News

ATO, Superannuation

Temporary ESA solution complex

ESA SuperStream

The ATO has outlined a complicated solution to allow SMSFs with an ESA that is not rollover ready to receive a transfer of benefits.

The ATO’s solution as to how SMSFs deal with an electronic service address (ESA) not capable of processing superannuation rollovers via SuperStream adds administrative complexity to the fund and trustees must be conscious of the effect the course of action has on other unrelated transactions, a technical specialist has warned.

Information contained in QC 47553 suggests an SMSF in this situation can switch to a messaging provider with an ESA that can accommodate SuperStream rollovers temporarily to allow them to process the transaction in question.

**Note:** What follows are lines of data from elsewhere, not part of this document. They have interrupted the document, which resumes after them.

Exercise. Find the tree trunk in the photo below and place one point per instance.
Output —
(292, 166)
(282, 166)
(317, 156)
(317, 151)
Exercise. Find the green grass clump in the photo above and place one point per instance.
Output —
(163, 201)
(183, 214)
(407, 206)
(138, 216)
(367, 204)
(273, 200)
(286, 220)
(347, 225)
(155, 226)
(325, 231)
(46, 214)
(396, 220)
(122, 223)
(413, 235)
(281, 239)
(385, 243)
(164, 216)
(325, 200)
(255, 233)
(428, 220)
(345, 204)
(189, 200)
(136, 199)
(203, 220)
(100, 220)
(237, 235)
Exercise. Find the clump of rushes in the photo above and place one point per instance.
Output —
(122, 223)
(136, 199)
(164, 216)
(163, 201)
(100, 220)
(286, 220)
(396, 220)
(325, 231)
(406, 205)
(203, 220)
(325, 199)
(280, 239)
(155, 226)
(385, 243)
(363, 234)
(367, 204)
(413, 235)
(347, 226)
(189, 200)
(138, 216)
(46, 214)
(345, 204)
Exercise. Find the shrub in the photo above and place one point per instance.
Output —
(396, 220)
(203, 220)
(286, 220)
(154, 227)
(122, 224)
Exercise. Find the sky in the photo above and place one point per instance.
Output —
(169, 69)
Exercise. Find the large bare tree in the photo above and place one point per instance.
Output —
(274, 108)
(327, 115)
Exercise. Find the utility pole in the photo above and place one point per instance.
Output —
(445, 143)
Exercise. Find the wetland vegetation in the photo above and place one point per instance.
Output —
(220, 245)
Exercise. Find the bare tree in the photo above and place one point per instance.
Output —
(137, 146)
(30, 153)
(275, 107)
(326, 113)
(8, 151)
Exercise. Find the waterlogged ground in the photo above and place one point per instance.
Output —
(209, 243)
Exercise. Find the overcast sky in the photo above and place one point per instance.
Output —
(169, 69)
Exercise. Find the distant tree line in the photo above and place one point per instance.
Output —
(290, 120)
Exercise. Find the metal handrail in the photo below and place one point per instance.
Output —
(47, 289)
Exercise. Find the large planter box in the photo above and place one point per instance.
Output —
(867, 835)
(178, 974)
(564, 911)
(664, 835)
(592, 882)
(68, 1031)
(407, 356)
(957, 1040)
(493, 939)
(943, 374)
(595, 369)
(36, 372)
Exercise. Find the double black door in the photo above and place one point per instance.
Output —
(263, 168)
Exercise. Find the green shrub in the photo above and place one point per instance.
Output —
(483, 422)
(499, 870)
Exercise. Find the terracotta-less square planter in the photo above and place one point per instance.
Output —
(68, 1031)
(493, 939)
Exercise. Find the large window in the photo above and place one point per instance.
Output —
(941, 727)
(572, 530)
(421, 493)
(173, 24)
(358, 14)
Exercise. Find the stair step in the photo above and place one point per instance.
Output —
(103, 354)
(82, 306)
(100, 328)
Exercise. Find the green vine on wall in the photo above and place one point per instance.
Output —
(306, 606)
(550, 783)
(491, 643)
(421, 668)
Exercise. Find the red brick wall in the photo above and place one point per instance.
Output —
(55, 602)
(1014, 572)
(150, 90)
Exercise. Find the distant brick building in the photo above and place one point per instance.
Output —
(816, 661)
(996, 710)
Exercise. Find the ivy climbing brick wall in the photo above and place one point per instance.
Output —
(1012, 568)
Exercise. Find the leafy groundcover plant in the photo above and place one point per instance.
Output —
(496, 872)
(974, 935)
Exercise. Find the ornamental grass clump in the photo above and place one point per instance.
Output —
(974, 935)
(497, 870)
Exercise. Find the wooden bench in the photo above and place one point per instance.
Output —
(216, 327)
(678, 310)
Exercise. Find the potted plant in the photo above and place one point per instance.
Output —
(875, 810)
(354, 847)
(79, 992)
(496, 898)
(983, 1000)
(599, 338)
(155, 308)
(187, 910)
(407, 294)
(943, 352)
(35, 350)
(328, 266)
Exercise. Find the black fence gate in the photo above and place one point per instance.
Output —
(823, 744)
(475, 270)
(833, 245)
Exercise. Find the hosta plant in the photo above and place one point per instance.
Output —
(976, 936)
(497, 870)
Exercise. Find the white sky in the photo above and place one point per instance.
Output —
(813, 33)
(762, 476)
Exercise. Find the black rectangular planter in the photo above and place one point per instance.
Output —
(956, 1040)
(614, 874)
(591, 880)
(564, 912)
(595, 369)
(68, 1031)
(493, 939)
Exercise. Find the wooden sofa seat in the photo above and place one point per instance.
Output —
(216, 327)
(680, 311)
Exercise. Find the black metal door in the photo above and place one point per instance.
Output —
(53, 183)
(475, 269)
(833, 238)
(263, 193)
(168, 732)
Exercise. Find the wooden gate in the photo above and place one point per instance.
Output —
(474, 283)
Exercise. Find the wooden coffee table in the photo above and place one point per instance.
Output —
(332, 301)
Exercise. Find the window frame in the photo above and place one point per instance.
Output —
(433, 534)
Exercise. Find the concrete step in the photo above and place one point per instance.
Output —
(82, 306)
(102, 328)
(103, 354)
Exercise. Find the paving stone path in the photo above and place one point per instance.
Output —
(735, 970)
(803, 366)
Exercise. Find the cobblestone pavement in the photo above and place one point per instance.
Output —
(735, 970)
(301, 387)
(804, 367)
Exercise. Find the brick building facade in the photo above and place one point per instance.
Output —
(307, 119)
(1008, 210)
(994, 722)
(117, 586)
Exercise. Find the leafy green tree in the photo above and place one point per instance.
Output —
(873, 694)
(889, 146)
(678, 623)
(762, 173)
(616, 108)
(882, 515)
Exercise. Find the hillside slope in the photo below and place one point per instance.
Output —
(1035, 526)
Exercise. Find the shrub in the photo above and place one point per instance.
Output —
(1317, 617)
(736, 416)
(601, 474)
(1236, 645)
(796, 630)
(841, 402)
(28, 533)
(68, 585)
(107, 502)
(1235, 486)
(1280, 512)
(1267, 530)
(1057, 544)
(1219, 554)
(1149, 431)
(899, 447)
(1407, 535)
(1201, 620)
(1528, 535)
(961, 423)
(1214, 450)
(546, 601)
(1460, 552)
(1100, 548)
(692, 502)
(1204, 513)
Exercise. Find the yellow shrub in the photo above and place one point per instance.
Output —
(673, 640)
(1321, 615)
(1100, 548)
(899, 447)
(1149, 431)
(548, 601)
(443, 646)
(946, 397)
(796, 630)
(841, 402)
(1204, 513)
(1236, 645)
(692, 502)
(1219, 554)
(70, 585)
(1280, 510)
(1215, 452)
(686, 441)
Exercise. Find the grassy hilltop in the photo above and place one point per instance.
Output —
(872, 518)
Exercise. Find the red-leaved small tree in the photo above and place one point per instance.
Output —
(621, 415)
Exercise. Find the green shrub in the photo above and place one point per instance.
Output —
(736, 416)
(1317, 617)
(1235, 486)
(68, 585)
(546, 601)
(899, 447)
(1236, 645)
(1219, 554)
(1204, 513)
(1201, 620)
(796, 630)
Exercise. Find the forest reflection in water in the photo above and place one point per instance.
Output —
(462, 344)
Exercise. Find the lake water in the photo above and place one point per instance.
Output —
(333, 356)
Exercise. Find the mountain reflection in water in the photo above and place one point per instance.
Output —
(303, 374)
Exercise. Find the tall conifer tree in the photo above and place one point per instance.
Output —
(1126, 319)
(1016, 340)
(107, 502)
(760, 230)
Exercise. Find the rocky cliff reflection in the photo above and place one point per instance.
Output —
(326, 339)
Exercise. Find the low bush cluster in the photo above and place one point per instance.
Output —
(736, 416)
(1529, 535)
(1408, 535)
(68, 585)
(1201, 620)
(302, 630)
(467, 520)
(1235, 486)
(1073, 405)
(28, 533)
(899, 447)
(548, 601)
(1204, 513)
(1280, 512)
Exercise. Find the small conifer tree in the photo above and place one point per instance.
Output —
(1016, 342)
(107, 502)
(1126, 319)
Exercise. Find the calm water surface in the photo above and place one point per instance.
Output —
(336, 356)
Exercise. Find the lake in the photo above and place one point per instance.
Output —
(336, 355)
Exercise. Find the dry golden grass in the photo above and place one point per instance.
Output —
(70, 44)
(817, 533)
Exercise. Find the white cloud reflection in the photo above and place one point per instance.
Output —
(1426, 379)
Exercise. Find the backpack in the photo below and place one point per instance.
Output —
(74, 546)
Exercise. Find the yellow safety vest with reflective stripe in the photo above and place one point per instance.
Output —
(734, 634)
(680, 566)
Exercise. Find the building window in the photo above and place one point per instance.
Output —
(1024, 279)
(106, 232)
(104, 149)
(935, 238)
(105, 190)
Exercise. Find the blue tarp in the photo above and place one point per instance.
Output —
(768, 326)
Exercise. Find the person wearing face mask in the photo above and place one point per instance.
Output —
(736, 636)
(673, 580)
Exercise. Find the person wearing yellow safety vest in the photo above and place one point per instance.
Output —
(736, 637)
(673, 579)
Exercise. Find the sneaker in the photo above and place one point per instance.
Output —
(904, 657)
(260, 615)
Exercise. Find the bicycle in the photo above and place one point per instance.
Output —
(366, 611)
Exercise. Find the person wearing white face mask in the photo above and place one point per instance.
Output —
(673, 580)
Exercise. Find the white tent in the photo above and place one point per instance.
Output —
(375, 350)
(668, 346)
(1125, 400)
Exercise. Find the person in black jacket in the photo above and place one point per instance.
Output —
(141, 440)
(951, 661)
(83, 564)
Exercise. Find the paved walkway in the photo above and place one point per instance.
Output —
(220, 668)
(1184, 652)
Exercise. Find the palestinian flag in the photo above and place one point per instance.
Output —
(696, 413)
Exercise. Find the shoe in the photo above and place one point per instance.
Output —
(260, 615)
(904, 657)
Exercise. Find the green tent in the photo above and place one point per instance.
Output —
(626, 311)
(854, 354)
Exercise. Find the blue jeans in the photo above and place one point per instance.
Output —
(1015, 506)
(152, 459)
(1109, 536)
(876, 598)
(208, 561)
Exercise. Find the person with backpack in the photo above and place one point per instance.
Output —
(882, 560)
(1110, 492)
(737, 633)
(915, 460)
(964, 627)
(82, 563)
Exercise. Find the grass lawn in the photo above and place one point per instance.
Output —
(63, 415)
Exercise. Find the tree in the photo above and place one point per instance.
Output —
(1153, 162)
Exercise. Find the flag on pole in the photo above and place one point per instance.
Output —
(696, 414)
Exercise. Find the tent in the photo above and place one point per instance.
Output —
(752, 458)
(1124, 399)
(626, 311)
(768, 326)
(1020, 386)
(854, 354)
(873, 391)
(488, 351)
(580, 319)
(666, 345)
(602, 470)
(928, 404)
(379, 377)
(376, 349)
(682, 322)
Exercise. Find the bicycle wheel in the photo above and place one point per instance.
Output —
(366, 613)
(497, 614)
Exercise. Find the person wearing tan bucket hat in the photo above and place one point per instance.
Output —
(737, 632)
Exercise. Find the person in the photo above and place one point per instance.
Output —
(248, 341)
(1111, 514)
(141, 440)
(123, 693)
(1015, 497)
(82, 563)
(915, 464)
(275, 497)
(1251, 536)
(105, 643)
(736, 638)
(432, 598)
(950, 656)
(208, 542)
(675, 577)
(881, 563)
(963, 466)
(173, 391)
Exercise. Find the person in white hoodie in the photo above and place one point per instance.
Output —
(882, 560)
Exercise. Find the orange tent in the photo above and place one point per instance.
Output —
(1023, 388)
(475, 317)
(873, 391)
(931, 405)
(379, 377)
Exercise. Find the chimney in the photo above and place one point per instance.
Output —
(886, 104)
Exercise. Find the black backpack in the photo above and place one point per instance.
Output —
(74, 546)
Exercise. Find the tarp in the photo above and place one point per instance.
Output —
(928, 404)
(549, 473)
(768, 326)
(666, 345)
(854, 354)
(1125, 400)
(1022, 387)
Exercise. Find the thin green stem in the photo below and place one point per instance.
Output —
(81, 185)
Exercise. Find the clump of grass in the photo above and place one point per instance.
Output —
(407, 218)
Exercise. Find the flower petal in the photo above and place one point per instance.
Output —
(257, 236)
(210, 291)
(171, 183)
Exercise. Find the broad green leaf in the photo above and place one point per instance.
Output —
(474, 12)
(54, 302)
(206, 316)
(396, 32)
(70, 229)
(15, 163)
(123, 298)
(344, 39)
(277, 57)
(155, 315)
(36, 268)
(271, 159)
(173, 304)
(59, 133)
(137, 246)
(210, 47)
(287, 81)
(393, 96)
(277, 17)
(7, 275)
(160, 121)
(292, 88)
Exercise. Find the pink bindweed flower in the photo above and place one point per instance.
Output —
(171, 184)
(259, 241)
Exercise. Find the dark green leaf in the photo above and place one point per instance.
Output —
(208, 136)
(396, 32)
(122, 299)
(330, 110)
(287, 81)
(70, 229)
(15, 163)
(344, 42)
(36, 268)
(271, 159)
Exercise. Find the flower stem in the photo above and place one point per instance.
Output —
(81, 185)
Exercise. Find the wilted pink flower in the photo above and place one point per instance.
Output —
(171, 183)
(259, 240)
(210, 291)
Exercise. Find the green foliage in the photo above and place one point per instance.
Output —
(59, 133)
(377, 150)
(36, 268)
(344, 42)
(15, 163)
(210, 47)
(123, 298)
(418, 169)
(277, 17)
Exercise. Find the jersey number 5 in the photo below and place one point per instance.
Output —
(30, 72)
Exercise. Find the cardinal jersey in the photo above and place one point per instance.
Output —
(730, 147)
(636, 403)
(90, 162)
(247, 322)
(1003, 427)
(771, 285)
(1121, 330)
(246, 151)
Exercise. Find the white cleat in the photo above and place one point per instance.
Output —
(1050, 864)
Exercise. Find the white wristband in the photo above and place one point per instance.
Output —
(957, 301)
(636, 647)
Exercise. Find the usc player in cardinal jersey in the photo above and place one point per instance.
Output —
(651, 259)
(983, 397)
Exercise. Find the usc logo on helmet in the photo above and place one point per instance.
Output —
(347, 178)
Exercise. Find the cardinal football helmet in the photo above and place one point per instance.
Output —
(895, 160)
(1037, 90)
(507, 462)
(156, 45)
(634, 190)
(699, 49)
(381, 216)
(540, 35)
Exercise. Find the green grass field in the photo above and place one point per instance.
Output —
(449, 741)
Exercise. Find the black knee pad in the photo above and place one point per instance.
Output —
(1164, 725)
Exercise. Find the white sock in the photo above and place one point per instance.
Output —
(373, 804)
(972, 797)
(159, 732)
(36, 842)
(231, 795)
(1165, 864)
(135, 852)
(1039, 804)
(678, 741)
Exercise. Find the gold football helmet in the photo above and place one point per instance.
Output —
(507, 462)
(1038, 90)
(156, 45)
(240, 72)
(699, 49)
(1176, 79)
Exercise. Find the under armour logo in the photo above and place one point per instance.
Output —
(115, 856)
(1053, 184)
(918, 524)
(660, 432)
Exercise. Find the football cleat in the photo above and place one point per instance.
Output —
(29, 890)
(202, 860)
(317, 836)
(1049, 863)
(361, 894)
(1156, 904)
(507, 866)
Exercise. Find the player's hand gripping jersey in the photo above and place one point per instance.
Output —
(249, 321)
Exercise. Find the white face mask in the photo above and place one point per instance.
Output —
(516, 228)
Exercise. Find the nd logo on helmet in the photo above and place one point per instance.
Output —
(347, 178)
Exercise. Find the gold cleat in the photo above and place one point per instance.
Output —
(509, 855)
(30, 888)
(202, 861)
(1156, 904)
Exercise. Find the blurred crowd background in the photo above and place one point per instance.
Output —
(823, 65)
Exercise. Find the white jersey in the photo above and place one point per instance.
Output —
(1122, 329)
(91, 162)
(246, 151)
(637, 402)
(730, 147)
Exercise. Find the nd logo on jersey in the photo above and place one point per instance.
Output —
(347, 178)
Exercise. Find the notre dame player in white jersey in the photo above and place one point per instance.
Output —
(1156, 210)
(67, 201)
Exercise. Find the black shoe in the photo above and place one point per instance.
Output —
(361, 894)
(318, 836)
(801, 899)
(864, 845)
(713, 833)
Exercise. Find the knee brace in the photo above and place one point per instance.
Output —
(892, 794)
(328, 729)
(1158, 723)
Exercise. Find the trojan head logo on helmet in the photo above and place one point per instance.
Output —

The SMSF regulator then says when the process is complete, the fund can then switch back to its original messaging provider if so desired.

However, Accurium head of education Mark Ellem pointed out employing this strategy can create an issue regarding employer contributions.

“If you change from the ESA that you’re using currently [to receive] employer contributions … to an ESA that is rollover capable during the period you have [the new] ESA and are waiting for the APRA (Australian Prudential Regulation Authority) fund to roll into the SMSF, you won’t want any employer contributions coming in because they [will be using] the old ESA, which is not going to work,” Ellem said.

To make this approach work, he explained trustees would have to commit to a slightly complicated process.

To this end, the trustee would have to notify the ATO of the change in ESA, allow this ESA to apply until the member rollover from the external fund is made and then switch back to the old ESA after the transaction is complete and communicate this occurrence to the regulator again.

However, he acknowledged there was an easier solution for trustees should this process be deemed too troublesome.

“There’s that option or you [can] simply permanently change to an ESA that is rollover capable,” he said.

Should a permanent ESA change be preferred, the employer making contributions to the fund will have to be provided with the new details.

The ATO’s suggested solution has arisen due to the fact an SMSF can only have one ESA at any time.

The regulator has listed the SMSF message providers that are rollover ready on its website.